Si Emmanuel Macron poursuit sur sa lancée, il devrait bientôt remettre en cause l’âge légal de la retraite. A moins que son choix se porte d’abord sur le salaire minimum. On peut en tout cas faire confiance au ministre de l’Economie pour bousculer ses camarades socialistes.

C’est même devenu une sorte de spécialité : pour mémoire, ses propos sur la « fausse idée » des 35 h, ou ceux, plus récents, sur le statut des fonctionnaires, jugé « plus adéquat » ni « justifié ».

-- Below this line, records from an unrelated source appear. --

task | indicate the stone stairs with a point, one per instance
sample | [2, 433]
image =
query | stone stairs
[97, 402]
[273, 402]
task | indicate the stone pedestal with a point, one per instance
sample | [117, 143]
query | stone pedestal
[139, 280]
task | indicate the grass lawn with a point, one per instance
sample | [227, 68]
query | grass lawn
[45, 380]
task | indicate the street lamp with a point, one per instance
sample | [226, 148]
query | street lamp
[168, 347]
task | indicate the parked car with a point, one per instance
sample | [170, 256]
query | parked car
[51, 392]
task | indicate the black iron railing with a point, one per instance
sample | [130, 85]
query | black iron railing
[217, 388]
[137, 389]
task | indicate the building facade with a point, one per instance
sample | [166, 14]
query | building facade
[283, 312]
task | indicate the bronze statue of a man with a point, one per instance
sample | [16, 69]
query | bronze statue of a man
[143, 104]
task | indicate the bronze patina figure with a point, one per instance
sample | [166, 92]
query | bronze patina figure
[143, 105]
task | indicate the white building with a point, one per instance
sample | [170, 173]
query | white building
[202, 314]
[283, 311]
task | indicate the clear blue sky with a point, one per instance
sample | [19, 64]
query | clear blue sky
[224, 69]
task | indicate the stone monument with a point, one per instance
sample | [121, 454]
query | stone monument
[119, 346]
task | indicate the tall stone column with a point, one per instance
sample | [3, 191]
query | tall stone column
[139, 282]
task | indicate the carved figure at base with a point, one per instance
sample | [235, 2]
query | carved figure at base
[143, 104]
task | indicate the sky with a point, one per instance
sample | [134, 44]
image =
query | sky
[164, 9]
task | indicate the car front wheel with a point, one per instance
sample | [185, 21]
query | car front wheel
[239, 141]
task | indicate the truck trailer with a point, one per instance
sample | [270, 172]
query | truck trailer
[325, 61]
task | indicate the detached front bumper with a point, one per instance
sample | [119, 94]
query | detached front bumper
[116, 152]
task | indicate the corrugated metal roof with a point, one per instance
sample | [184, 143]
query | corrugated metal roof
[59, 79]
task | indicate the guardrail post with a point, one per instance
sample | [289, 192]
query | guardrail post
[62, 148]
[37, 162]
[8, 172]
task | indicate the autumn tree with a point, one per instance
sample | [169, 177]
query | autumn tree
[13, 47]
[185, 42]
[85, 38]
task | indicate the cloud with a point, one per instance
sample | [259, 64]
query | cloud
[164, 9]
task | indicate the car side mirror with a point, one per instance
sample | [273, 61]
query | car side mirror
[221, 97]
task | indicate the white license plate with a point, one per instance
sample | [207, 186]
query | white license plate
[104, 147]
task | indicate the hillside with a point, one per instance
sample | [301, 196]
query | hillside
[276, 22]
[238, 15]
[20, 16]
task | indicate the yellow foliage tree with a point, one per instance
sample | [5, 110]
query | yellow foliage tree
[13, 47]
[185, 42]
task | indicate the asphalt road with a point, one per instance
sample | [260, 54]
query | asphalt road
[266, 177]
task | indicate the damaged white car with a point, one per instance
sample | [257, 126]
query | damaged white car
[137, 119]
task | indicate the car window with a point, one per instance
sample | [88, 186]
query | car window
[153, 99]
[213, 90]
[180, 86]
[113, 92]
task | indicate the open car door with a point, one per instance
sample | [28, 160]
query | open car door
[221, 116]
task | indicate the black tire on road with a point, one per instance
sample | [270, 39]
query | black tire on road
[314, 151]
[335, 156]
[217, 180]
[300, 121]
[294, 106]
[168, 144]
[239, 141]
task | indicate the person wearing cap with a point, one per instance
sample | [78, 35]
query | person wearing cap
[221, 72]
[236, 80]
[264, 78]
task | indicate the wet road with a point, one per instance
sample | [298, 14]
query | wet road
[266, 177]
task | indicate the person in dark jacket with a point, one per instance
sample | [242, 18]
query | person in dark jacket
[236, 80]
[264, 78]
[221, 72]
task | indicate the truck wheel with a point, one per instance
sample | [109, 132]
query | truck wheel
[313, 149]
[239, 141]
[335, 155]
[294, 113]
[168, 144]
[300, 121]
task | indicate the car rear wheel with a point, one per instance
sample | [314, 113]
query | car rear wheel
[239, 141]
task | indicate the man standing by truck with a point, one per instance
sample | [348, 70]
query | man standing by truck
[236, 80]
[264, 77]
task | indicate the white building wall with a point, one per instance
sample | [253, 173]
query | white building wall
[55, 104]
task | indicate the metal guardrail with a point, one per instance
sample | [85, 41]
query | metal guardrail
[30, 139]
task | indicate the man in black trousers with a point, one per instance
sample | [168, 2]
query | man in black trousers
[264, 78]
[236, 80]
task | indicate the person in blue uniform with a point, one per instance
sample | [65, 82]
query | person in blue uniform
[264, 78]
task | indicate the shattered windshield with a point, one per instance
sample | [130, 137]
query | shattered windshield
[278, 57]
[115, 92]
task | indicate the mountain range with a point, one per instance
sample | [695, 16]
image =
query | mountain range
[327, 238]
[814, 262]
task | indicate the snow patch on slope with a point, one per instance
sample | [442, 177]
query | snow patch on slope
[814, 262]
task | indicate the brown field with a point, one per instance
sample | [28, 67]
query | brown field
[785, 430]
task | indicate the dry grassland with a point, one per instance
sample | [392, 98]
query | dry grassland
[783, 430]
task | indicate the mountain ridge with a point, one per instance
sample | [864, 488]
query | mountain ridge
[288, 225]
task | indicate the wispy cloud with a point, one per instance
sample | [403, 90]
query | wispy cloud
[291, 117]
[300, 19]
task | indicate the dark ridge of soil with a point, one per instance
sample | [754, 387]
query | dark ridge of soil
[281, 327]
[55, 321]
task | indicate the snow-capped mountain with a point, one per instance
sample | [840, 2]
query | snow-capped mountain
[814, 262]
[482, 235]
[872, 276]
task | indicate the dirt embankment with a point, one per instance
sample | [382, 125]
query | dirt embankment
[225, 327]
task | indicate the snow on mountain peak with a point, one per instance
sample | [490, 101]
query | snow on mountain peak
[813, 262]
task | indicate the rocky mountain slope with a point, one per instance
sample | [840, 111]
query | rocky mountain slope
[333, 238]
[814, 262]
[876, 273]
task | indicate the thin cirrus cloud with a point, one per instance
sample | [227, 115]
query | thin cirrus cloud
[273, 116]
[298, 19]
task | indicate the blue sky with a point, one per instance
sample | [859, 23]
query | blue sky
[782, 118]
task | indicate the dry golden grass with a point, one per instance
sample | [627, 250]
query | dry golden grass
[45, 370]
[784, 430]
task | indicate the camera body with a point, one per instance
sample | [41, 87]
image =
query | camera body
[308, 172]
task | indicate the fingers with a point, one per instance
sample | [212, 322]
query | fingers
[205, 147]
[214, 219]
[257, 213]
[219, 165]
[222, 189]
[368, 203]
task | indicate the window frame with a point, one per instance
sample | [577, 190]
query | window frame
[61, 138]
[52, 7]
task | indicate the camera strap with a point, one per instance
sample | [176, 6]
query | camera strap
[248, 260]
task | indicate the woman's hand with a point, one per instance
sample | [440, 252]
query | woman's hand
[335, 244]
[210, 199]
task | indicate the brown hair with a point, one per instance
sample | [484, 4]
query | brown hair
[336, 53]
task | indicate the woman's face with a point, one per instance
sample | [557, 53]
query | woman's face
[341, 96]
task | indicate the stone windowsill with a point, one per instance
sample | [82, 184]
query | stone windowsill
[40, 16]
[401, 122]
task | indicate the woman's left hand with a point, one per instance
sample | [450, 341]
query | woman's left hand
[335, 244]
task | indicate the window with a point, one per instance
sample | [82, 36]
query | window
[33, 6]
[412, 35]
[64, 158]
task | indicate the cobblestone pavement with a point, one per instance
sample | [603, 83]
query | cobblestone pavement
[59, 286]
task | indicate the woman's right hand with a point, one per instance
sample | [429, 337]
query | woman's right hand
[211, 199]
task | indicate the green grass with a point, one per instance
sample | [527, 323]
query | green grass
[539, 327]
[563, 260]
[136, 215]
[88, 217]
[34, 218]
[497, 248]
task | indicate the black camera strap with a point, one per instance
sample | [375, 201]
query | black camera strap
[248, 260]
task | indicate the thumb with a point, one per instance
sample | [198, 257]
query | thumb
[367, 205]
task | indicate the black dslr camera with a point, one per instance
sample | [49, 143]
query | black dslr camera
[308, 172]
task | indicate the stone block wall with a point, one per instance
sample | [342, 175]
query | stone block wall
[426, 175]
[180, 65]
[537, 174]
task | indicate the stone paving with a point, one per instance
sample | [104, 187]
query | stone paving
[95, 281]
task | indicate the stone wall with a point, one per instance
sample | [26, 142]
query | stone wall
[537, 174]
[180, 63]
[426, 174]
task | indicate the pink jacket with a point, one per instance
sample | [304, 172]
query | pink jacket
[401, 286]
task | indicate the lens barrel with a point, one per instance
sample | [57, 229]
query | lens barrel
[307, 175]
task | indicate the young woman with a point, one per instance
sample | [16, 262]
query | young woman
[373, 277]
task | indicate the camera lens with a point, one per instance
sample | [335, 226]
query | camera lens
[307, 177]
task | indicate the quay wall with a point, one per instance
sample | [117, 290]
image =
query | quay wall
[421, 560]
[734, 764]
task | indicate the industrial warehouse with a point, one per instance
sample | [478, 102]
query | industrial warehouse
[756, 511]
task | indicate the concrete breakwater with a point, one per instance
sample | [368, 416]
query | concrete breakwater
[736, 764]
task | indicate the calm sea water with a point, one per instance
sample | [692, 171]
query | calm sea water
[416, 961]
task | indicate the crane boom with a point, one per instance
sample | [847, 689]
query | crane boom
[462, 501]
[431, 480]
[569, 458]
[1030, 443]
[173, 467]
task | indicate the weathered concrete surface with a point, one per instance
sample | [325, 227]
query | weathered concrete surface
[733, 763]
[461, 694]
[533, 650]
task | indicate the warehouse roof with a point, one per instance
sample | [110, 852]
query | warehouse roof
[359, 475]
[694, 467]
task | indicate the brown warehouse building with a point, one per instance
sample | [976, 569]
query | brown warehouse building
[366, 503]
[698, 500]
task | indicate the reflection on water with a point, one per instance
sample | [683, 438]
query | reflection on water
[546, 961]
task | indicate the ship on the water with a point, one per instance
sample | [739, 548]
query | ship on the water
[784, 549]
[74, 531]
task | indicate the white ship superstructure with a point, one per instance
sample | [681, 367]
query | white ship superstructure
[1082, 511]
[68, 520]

En d’autres temps, un gouvernement de gauche aurait eu du mal à garder dans ses rangs un tel trublion. Mais les temps ont changé. Emmanuel Macron à Bercy, c’est la preuve que la majorité est prête à réformer. Quitte à tester l’idée d’une remise en cause de certains acquis sociaux.

La prochaine conférence sociale, le 19 octobre, promet d’être animée. Posture offensive d’un côté, défensive de l’autre. D’autant que la rentrée a vu se multiplier les rapports sur le droit du travail, et les propositions pour le rénover.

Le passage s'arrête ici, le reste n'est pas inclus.